Read How Long Does It Take to Get Over a Divorce? And 4 Signs You are on Your Way.


Or maybe it’s that you went into your marriage during a different time of your life. Back then, you were younger and your body looked different. Maybe it was before you had children. It’s no secret that childbirth changes our bodies, and many women struggle to deal with their postpartum body and find themselves beautiful again.

Embracing your mom figure and seeing the beauty in your body again can be tough, especially if you’re going through a divorce as well. Perhaps you’ve put on weight, or your mom tummy won’t go. Or maybe you’re self-conscious about your stretch marks.

Whatever your body hang-ups, underwear brand Knix is helping to challenge these self-hating thoughts and celebrate mom bodies with their inspiring Life After Birth Project. Partnering with online initiate The Empowered Birth Project and doula collective Carriage House Birth, Knix has launched a powerful visual project celebrating the strength and beauty of postpartum bodies.

As this project shows, finding happiness with your body isn’t about looking to the past and aiming to get back to the previous version of you: it’s about redefining yourself. Celebrate where you are now and what your body has achieved, whether that is growing and nursing healthy children, staying active and healthy, or carrying you through life’s challenges. You are fabulous and so is your body.

Making sense of your past

Making sense of our past is an important stepping stone to finding ourselves after divorce. It helps you to understand yourself, your behavior, and your actions more, which is what really helps us to define ourselves.

It’s not always easy to make sense of your past—especially if you’ve been sharing that past with your Ex and you are no longer together. Looking back at our history can be hurtful and challenging.

For many of us, we got into a relationship with our Ex (or Exes) at a completely different stage in our lives—and sometimes, very very young. Maybe too young, even. Perhaps this “forever” relationship papered over some cracks in your life that you haven’t thought about in a long, long time, such as your upbringing. Whatever happened in your past, now is a good time to make sense of it all. By doing so, you will start to understand yourself wholly and do the work that is deeply necessary for your divorce recovery.

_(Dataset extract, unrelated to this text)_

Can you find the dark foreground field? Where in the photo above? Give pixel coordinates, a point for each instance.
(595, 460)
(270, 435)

This could be your own solo exploration of your past—perhaps writing a journal to become more self-aware or doing exercises involving looking back on your memories and previous life without anger or bitterness. You may even find fondness and gratitude, but if this is too hard, then at least try to find neutrality. The rest will come with time.

If you are struggling to make sense of your experiences and feelings from before, you might want to speak to someone. A kind and trustworthy friend or family member may help, but sometimes the most help we get comes from people removed from a situation—that perhaps don’t know you or your past that well—like a therapist. They will help you explore and make sense of your past safely, helping you find peace.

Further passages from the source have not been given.